Point presse du ministre Le Drian à l’occasion du COMEFA le 29 octobre 2018 [ar]

Point de presse conjoint de M. Jean-Yves Le Drian, ministre de l’Europe et des affaires étrangères, de M. Abdelkader Messahel, ministre algérien des affaires étrangères, de M. Bruno Le Maire, ministre de l’économie et des finances, et de M. Youcef Yousfi, ministre algérien de l’industrie et des mines - Propos de M. Le Drian
Paris, 29 octobre 2018

Mesdames et Messieurs,
Chaque jour ou presque rappelle l’actualité de la menace terroriste que nous combattons ensemble et permettez-moi, avant de commencer, d’adresser au peuple tunisien l’expression de notre vive émotion et de notre solidarité face à l’attentat qui a meurtri ce matin la capitale tunisienne. Et toutes nos pensées vont ce soir à la Tunisie, au peuple tunisien que nous continuerons de soutenir avec beaucoup de détermination.

Mesdames et Messieurs,
Je suis heureux, avec Bruno Le Maire, ministre de l’économie et des finances, d’accueillir ce soir à Paris M. Abdelkader Messahel, ministre des affaires étrangères d’Algérie et le ministre algérien de l’industrie et des mines, M. Youcef Yousfi. J’ai eu l’occasion de leur souhaiter la bienvenue tout à l’heure et je voulais à nouveau les saluer et leur dire combien notre relation est importante, utile et nécessaire.
Nous avons eu deux importants rendez-vous dix mois après la visite du président Macron à Alger.

Le premier rendez-vous c’est le comité mixte économique franco-algérien que l’on appelle COMEFA, cette enceinte de dialogue essentielle car l’Algérie est pour nous un partenaire économique majeur et est en même temps un de nos partenaires en Afrique et dans le monde arabe. Ce sont plus de huit milliards d’euros d’échanges commerciaux chaque année, avec plus de 7.000 entreprises françaises travaillant avec l’Algérie. Ce sont aussi près de 500 entreprises implantées en Algérie qui emploient 40.000 personnes et qui génèrent 100.000 emplois indirects dans le domaine stratégique pour nos deux pays, que ce soit l’automobile, le transport, la santé et l’agriculture.
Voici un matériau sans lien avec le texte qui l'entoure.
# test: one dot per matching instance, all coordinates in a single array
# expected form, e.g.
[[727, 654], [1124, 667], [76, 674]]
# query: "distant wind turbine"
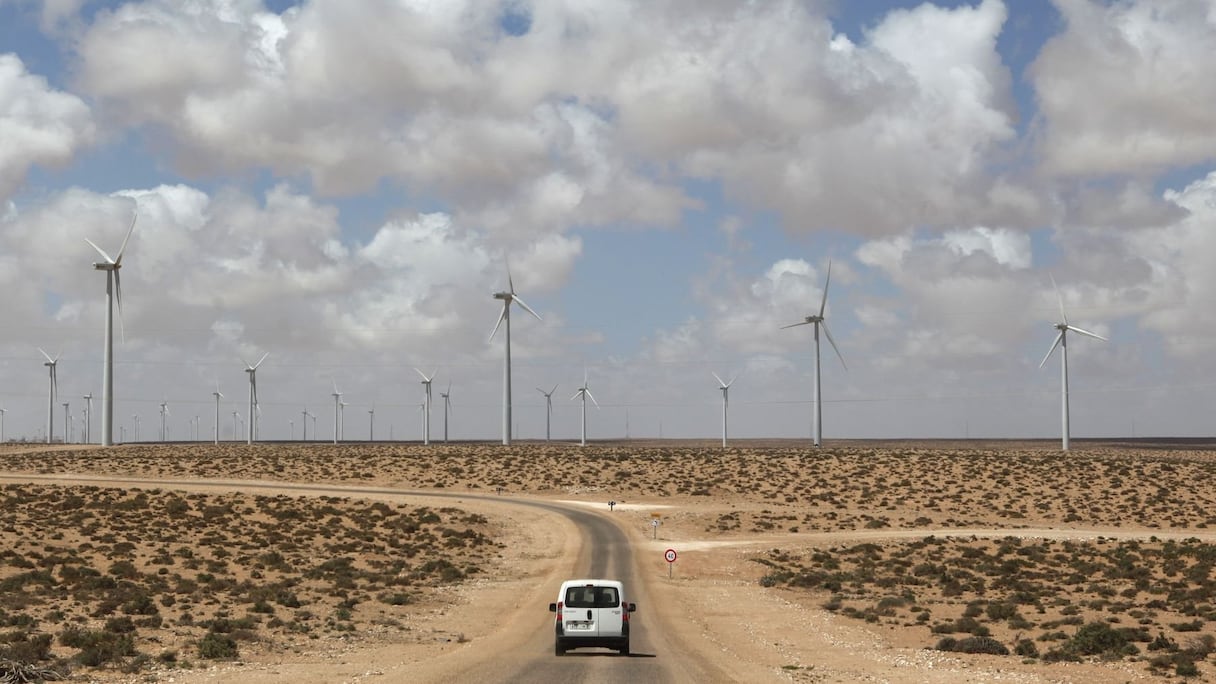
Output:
[[52, 392], [507, 297], [726, 390], [253, 393], [1062, 342], [113, 295], [426, 409], [817, 320], [448, 407], [337, 410], [88, 419], [583, 393], [549, 409], [218, 396]]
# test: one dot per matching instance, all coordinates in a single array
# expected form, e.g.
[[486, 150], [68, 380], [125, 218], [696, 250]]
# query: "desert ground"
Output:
[[859, 561]]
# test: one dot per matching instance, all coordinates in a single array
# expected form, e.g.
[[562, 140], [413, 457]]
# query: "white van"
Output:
[[591, 612]]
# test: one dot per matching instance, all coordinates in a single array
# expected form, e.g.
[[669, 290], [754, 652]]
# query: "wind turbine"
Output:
[[507, 297], [113, 293], [54, 390], [88, 419], [549, 408], [448, 404], [253, 392], [218, 396], [1062, 342], [726, 391], [584, 392], [426, 409], [337, 410], [164, 411], [817, 320]]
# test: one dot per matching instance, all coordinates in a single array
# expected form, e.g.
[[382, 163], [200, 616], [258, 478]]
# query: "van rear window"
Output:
[[591, 598]]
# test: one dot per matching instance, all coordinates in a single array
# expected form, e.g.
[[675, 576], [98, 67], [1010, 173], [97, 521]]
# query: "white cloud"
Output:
[[1125, 88], [39, 125]]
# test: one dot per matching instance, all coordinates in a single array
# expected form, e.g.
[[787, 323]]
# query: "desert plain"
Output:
[[857, 561]]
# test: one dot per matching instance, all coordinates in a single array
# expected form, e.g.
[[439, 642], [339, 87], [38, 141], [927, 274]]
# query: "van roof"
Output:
[[592, 581]]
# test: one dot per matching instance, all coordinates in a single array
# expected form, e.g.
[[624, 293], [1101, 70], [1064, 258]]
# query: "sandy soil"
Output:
[[719, 517]]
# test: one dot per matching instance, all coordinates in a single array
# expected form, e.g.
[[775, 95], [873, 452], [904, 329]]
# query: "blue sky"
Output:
[[342, 184]]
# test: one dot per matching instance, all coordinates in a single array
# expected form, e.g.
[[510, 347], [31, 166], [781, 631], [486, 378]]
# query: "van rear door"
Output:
[[579, 615], [609, 617]]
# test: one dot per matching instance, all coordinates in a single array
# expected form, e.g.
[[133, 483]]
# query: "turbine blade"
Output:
[[823, 303], [118, 300], [527, 308], [1056, 343], [501, 317], [831, 341], [100, 251], [1075, 329], [118, 259]]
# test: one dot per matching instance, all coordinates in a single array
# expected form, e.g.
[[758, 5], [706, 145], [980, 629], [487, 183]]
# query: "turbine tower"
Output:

Le COMEFA permet ainsi de faire le point sur le partenariat économique et de tracer des perspectives nouvelles pour le renforcer, et la concrétisation dans un instant d’une déclaration d’intention sur la création d’un fonds bilatéral d’investissement en sera une des traductions concrètes, mais Bruno Le Maire reviendra sur le contenu de ce COMEFA.

J’ai également co-présidé en amont de ce COMEFA, avec mon ami Messahel, la session de notre dialogue stratégique. Cet échange a été dense, il a été consacré au défi sécuritaire considérable auquel nous faisons face avec l’Algérie aujourd’hui.
Notre action commune contre le terrorisme est bien sûr notre axe prioritaire de coopération. Nous sommes convaincus que le partage d’expériences, d’initiatives et que les échanges opérationnels sont essentiels pour y répondre. Sur la scène régionale, notamment au Mali et en Libye, l’Algérie est un partenaire incontournable. Et il est de notre responsabilité de travailler ensemble à la résolution des crises qui affectent la stabilité de notre environnement.

Nous sommes, sur beaucoup de ces sujets, complètement en phase, nous en parlons très souvent, nous avons même des initiatives communes et nous voulons poursuivre dans cette logique, en pleine insertion avec les engagements pris au niveau des Nations unies, que ce soit en ce qui concerne le Mali et la Libye en particulier.
Nous avons aussi commencé à réfléchir à la mise en œuvre du Sommet des deux rives du 24 juin prochain, que le président de la République a souhaité, qui permettra de mener une relation commune pour le développement des deux rives de la Méditerranée.

Et puis nous avons aussi évoqué ensemble les moyens de renforcer notre coopération dans le domaine des défis migratoires auxquels font face nos deux pays.
Ces échanges reflètent la grande qualité du dialogue entre la France et l’Algérie et notre volonté d’avancer ensemble sur les dossiers d’intérêt commun et ils sont nombreux. Il s’agit d’un dialogue de confiance, d’un dialogue exigeant, et d’un dialogue de confiance qui a pour objectif de renforcer le caractère privilégié de la relation qui unit dans l’histoire et dans l’avenir l’Algérie et la France.